Campbell notwithstanding, this question presently remains unresolved.

A little back-and-forth on psychology (mostly)…

[Source: http://intjforum.com/showthread.php?p=5418403#post5418403]

SS=me
T=correspondent

T: I feel like psychology is too weak on its own…

SS: Ironically, actually, it is psychology’s over-reliance on the other, more established sciences (viz., biology) that has done it a disservice in the past century. Its dominating attempts to imitate precisely traditional empiricism and its methods have left it theoretically underdeveloped and disunited, so that there are a number of sub-disciplines making up ‘psychology’, without any coherent framework making their connections–and, thus, the status of psychology as a grounded and self-consistent science–clear, to either its insiders or those looking from without.

T: I don’t see over-reliance being an issue. Fields separate because of expertise and imaginary divisors of what is connected to what (it’s all connected). The brain is small, so it’s easier to understand by partitioning.

SS: It’s fine that studies of the brain be partitioned, and additionally for disciplines to look toward others in figuring out how to best proceed themselves. But over-reliance, for psychology’s case, has made it such that it has no clear idea of what mind’s ontological status is, which is highly relevant to the extent that it should want to precisely characterize and explore the phenomenon (or, perhaps more accurately: its sub-phenomena) on its own terms.

Mind is not–in any obvious, or hitherto successfully argued-for way–‘physical’ in the same sense that every other physical object that has been studied scientifically has been shown to be. On the other hand, if its operations and contents actually are directly (i.e., not relying solely on measures of brain activity) detectable via physical methods, then it must be admitted that we currently lack the technology with which to achieve such. (Whereas for formerly-discovered phenomena of at least a somewhat similar nature, w/r/t their raising for us measurability problems–e.g., the invisible parts of the electromagnetic spectrum–further technological advancement was needed in order to actually establish their physical reality.)

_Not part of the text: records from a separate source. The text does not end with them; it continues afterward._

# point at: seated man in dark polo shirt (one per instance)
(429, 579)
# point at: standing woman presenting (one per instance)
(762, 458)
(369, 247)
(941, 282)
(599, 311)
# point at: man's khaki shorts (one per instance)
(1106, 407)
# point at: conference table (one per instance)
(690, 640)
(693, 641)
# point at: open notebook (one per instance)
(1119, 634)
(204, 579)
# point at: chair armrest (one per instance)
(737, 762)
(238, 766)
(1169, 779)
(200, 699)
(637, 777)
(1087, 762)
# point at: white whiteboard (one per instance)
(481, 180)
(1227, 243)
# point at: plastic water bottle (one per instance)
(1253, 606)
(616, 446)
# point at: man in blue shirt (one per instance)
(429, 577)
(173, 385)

Gravity, of course, would be another example of a postulated force with causal potency in relation to the known-about physical realm, but that is still undetectable in a way that has prevented us from knowing exactly what kind of physical substance it is or is made up of. (Assuming that it is, indeed, ‘physical’ in the traditional sense of possessing measurable energy or discrete constituents of matter.)

T: I’m hoping computational cognition becomes a field in the future, once we have cracked the puzzle, which will be accomplished in the next few years.

SS: Cognitive science is already computational.

T: That’s true, but it’s not authentic, nor is there even a basic mind that’s capable of meaningful use by means of artificial self-awareness.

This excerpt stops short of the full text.